Effectivement, l’histoire allait donner raison à ce choix, puisque pas moins de 6 grandes villes marocaines ont pu bénéficier de l’organisation du festival et de l’engouement médiatique qu’il provoque. Rabat, Casablanca, Meknès, Tanger, Marrakech et Oujda. Les autres villes, Agadir, Laâyoune, Fès et d’autres étaient programmées pour les éditions suivantes. Mieux encore, ce festival a impulsé plusieurs énergies locales qui se sont révélées depuis, soit sous forme de ciné-clubs, d’associations de cinéma, voir de cursus universitaires dans des facultés pour former des jeunes. Autant d’actions positives qui ont évolué grâce, entre autres, à cette itinérance du Festival national du film.

Pour quelle raison cette itinérance a-t-elle pris fin ?
À partir de l’année 2005, qui avait coïncidé avec la nomination de l’ancien directeur du CCM, originaire de la ville de Tanger, une décision unilatérale à connotation régionaliste avait été prise par ce directeur, celle de rendre le FNF sédentaire dans sa ville natale. Cette décision de favoritisme s’est faite au nom la stabilité et de la continuité. L’ancien directeur du CCM avait mis en place une pratique unique dans le genre. Celle de demander par lettre au Cabinet royal l’accord de sédentariser le festival à Tanger, et ce sans consulter les organisations professionnelles, pourtant inscrites dans la loi comme partenaires de l’organisation de ce festival. Dans les faits, cette décision s’est traduite par plusieurs aspects négatifs, manque d’intérêt des populations des autres villes pour le cinéma marocain, désintérêt des salles de cinéma pour la rénovation et la mise au diapason des normes techniques, ainsi que la frustration des amoureux régionaux du cinéma de ne plus pouvoir suivre ce grand événement national.

Peut-on dire que c’est après le départ de l’ancien directeur que le débat sur l’itinérance ou la sédentarité de ce festival refait surface ?
En effet, car les arguments cités plus haut montrent clairement que le choix de l’itinérance est plus judicieux, plus équitable et plus juste. Quand on sait que le Maroc s’engage dans une politique de régionalisation pour toutes les activités, économiques, sociales et aussi culturelles et artistiques, il convient de s'assurer que l’accompagnement de cette régionalisation concerne tous les aspects, y compris celui de notre cinéma national.
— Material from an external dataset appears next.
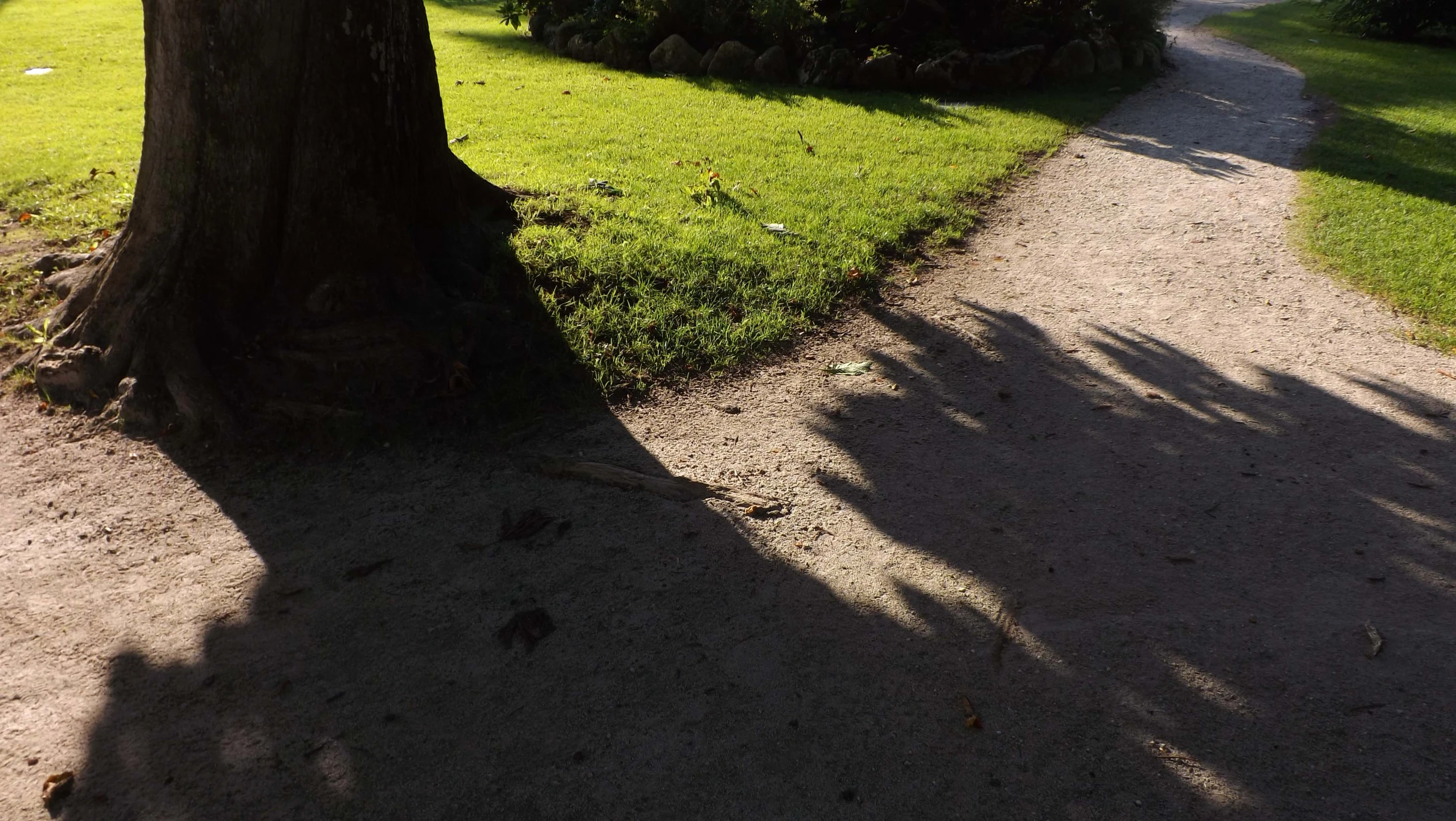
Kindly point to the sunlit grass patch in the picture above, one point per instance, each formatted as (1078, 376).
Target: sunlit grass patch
(662, 267)
(1379, 187)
Déroger à cette pratique de régionalisation du festival reviendrait à contredire une décision nationale, prônée par Sa Majesté et actée par le Parlement et le gouvernement marocains.

Qu’en est-il du dialogue entre les organisations professionnelles et l’actuel directeur du CCM, Sarim Fassi Fihri ?
Après sa nomination, le nouveau directeur du CCM avait consulté les organisations professionnelles depuis plusieurs mois pour décider du choix entre l’itinérance et la sédentarité du festival. Tenant compte des arguments cités plus haut, la réponse des organisations professionnelles a été unanime en faveur de l’itinérance. Or, aujourd’hui, ces organisations sont surprises d’apprendre qu’à cause de pressions exercées sur le nouveau directeur, le festival a été maintenu dans la ville du détroit pour cette édition. Mais nous espérons que les raisons artistique, culturelle, administrative et politique aussi seront retenues pour redonner au Festival national du film le rayonnement régional que le Festival avait connu depuis sa création.